Un renouveau inattendu en 2019
Pendant plusieurs décennies, la marque Delage semblait définitivement disparue, reléguée au rang de souvenir prestigieux. Pourtant, en 2019, un nouvel élan inattendu redonne vie à cette légende. Laurent Tapie, un entrepreneur et fils de Bernard Tapie, décide de ressusciter la marque pour réécrire une nouvelle page de son histoire. Il présente son projet à l’association „Les Amis de Delage“, qui détient le droit d’usage du nom. Rapidement, il reprend la société sous l’appellation Delage Automobiles et en devient le président.
Pour concrétiser cette ambition, Laurent Tapie s’entoure d’une équipe d’ingénieurs réputés, construit une usine à Magny-Cours, et parvient à faire venir Jacques Villeneuve, ancien champion de Formule 1, en tant que testeur officiel. Il attire également des investisseurs de renom tels qu’Antoine Arnault, François Pinault, François-Henri Pinault, Xavier Niel et plusieurs autres milliardaires, afin de doter l’entreprise des moyens financiers nécessaires à une relance ambitieuse. La nouvelle Delage souhaite désormais fusionner tradition et innovation pour donner naissance à des modèles d’exception, comme la supercar D12 hybride, conçue pour rivaliser avec les meilleures hypercars du monde.

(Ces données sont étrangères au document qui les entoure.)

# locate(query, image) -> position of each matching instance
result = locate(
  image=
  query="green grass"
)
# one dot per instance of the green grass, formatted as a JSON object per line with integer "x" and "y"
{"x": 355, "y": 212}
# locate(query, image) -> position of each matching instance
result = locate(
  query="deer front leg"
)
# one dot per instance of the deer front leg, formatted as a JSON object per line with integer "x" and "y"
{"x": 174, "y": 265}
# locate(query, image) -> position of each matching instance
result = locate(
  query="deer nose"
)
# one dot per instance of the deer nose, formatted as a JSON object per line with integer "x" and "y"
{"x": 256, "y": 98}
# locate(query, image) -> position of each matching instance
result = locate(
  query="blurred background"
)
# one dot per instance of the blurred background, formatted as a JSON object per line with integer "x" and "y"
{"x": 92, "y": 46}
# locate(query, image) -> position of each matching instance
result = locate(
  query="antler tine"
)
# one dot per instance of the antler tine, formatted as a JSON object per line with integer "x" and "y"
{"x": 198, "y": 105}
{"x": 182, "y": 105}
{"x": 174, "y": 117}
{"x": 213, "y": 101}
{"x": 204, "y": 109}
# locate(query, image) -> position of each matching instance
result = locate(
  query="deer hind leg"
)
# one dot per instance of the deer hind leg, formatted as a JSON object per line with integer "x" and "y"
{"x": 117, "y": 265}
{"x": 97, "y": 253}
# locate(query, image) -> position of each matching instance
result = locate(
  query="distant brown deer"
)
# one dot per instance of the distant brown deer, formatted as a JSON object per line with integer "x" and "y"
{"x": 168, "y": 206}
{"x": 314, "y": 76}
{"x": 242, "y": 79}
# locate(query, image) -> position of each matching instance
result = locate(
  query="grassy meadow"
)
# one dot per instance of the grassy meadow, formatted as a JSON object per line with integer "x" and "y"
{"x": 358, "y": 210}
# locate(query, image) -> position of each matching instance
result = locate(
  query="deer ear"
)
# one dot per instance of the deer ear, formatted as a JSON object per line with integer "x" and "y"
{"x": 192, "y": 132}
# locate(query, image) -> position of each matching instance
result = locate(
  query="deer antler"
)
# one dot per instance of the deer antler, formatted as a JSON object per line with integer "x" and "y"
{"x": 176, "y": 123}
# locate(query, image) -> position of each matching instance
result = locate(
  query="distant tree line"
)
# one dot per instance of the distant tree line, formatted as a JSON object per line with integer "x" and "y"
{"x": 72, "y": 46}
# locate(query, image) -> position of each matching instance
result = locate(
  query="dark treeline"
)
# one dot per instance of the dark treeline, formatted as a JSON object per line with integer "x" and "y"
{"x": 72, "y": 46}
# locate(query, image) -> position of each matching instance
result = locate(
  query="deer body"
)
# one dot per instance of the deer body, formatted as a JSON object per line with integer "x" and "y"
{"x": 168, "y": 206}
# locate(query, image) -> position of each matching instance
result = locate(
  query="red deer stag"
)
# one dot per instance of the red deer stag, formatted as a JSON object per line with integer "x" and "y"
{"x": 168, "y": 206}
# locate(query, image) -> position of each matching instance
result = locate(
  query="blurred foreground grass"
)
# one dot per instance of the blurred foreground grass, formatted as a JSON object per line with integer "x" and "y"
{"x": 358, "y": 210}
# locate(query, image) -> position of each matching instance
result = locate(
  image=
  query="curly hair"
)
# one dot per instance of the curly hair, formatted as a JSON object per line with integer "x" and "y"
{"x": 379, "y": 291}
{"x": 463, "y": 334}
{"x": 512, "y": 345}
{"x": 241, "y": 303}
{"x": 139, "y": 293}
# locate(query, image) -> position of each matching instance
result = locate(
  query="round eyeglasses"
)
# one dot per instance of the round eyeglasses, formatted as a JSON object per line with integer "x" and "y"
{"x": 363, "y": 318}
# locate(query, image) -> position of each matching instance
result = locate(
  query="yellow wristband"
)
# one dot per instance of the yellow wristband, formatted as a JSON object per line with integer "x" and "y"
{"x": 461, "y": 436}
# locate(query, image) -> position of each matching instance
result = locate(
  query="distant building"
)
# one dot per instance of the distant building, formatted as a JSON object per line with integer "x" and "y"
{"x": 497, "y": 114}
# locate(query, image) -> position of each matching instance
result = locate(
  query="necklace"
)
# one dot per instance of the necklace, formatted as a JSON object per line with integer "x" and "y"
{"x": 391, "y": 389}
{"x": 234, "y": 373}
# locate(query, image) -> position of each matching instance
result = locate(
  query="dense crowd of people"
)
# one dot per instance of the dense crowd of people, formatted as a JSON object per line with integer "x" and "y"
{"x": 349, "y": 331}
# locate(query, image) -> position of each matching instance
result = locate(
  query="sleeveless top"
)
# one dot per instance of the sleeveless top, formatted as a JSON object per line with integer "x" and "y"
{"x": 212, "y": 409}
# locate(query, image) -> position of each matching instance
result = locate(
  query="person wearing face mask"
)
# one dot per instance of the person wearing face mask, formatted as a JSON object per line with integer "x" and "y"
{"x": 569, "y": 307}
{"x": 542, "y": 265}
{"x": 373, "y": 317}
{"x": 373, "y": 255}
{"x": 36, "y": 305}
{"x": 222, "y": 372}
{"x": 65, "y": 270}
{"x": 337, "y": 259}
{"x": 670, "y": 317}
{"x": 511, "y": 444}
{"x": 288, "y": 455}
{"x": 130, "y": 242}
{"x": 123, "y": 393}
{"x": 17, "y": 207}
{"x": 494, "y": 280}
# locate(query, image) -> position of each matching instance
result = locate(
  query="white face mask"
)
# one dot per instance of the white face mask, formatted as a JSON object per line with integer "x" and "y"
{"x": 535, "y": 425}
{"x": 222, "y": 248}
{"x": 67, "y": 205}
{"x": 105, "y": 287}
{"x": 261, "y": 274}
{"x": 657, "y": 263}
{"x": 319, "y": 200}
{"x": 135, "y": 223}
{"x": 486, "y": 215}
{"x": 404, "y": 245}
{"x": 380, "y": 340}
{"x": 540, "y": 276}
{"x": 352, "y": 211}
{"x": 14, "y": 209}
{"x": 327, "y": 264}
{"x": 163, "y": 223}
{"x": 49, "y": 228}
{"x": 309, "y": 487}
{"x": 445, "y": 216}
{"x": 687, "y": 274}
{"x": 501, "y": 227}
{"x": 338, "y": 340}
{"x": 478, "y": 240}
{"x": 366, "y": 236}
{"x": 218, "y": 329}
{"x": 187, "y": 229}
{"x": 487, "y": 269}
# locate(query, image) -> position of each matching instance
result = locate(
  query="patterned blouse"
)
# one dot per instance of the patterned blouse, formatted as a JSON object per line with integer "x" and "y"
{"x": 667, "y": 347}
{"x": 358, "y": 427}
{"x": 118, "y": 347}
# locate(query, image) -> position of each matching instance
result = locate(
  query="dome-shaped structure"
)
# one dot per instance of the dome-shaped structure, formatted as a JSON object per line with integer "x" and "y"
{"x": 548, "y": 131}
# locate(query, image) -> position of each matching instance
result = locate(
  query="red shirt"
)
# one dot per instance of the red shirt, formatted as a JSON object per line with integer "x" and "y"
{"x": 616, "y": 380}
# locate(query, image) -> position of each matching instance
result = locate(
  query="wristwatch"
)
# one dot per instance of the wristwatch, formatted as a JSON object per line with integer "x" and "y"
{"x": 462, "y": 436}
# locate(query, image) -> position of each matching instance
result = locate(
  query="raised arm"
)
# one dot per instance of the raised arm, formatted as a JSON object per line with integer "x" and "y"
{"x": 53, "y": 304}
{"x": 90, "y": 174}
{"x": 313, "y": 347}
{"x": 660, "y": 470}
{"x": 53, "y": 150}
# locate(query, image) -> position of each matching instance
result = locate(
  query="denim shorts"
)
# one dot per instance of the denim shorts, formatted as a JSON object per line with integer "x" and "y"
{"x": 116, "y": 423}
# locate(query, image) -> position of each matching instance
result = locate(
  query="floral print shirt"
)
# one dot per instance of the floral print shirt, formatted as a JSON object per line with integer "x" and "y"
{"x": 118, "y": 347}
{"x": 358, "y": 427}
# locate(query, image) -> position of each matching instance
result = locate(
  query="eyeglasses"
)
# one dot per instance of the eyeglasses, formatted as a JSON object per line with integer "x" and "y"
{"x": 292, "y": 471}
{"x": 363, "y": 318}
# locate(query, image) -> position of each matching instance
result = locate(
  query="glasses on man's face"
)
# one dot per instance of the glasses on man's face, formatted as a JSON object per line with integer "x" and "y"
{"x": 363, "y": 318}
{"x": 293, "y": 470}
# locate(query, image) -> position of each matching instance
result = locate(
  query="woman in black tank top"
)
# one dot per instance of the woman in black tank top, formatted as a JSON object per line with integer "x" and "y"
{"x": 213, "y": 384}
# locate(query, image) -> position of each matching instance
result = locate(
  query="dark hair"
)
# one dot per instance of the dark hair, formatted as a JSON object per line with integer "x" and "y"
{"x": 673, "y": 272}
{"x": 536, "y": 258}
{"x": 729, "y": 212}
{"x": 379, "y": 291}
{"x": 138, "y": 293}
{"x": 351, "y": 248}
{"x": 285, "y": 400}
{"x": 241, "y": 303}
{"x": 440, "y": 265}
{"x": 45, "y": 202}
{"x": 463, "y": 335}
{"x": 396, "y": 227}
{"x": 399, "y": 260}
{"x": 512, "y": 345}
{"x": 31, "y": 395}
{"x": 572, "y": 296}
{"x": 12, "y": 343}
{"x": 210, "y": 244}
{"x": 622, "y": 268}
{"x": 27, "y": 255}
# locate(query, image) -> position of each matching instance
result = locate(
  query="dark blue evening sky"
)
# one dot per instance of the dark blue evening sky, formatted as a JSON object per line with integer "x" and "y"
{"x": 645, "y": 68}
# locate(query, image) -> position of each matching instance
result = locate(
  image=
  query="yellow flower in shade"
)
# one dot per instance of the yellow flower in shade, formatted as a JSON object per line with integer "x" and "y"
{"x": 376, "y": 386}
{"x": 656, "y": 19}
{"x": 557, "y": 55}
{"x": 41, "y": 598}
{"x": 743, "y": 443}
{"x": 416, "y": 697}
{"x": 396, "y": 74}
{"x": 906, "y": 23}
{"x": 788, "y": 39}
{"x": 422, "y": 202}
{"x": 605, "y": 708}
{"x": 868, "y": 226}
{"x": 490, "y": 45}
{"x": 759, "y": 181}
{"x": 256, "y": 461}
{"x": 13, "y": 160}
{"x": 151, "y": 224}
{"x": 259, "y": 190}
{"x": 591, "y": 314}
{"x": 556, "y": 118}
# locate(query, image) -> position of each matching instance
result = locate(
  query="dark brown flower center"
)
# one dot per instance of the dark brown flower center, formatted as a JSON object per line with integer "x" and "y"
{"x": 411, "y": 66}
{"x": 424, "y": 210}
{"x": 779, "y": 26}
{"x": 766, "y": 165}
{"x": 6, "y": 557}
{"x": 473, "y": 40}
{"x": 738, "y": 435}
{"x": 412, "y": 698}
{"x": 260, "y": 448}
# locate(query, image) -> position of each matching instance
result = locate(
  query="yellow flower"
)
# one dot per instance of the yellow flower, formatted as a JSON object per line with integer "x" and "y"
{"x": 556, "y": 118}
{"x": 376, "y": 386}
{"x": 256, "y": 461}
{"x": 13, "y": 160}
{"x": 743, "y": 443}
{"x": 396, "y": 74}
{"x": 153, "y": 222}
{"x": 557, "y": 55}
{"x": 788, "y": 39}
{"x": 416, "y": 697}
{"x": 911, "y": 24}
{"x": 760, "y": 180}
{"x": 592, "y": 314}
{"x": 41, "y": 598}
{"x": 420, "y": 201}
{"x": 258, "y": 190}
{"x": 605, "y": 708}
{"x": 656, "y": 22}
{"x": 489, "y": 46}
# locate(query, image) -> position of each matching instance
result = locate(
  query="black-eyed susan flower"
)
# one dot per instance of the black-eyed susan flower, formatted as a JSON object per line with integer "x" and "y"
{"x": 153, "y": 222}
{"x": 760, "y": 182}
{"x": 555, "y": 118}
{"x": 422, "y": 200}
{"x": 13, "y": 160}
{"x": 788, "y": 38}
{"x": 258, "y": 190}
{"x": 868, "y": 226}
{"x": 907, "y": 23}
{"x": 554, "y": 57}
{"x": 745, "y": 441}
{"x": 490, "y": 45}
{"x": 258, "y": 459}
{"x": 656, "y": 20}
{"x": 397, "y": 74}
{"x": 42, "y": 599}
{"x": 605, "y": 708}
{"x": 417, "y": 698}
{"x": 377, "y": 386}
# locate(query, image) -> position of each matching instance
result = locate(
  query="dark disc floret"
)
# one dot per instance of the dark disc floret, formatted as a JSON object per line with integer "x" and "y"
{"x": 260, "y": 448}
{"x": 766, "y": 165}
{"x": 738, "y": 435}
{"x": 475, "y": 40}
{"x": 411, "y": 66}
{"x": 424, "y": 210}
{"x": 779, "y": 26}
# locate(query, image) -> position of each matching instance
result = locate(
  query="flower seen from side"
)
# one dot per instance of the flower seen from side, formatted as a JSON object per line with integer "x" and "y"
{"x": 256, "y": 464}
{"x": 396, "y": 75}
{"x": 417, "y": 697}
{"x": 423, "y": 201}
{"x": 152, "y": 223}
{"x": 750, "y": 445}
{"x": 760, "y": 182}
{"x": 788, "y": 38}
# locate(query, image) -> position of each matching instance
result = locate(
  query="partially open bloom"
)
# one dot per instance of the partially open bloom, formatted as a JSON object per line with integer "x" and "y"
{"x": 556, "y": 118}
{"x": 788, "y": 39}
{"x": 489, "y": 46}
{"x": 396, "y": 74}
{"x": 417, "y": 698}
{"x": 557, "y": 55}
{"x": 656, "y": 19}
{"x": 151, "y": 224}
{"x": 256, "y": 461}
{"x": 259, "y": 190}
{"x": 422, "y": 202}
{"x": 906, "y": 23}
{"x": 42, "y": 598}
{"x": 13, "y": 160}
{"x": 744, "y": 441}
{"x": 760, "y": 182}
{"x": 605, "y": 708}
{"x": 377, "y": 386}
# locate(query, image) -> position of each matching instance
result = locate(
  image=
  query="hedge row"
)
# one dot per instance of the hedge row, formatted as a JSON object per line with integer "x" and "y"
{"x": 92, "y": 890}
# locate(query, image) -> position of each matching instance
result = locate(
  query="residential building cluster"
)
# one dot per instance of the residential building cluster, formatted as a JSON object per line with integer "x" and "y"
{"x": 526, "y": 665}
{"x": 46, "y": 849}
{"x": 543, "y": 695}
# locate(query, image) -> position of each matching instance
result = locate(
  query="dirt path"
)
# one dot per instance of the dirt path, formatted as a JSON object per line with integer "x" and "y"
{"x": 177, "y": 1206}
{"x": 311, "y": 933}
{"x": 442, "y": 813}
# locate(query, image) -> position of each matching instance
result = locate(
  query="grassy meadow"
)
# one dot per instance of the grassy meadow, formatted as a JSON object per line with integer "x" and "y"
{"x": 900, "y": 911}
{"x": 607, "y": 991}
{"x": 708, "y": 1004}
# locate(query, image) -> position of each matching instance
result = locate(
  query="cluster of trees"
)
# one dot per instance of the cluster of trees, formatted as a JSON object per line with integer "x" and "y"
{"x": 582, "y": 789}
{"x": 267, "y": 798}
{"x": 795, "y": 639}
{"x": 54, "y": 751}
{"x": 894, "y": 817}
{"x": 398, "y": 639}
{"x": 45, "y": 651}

Une renaissance qui ambitionne de surpasser les limites
Le projet actuel de Delage est d’une ambition extrême : fabriquer la meilleure hypercar de la planète, un modèle high-tech inspiré de la F1, équipée d’un moteur V12 hybride capable de produire près de 1000 chevaux. En 2025, la marque annonce avoir obtenu son homologation, et le premier véhicule destiné à un client américain sera livré au début de l’année 2026. La production de cette supercar sera limitée à trente exemplaires, mais déjà un second prototype est en phase de finalisation avec pour objectif la barrière mythique des 500 km/h.
Sous la direction de Laurent Tapie, Delage revient avec une vision résolument moderne, tout en restant fidèle à l’esprit de luxe, de performance et d’exclusivité qui a fait sa renommée au siècle dernier. La renaissance de Delage illustre une vérité fondamentale : la véritable grandeur ne disparaît jamais totalement, elle peut renaître de ses cendres pour conquérir de nouveaux sommets.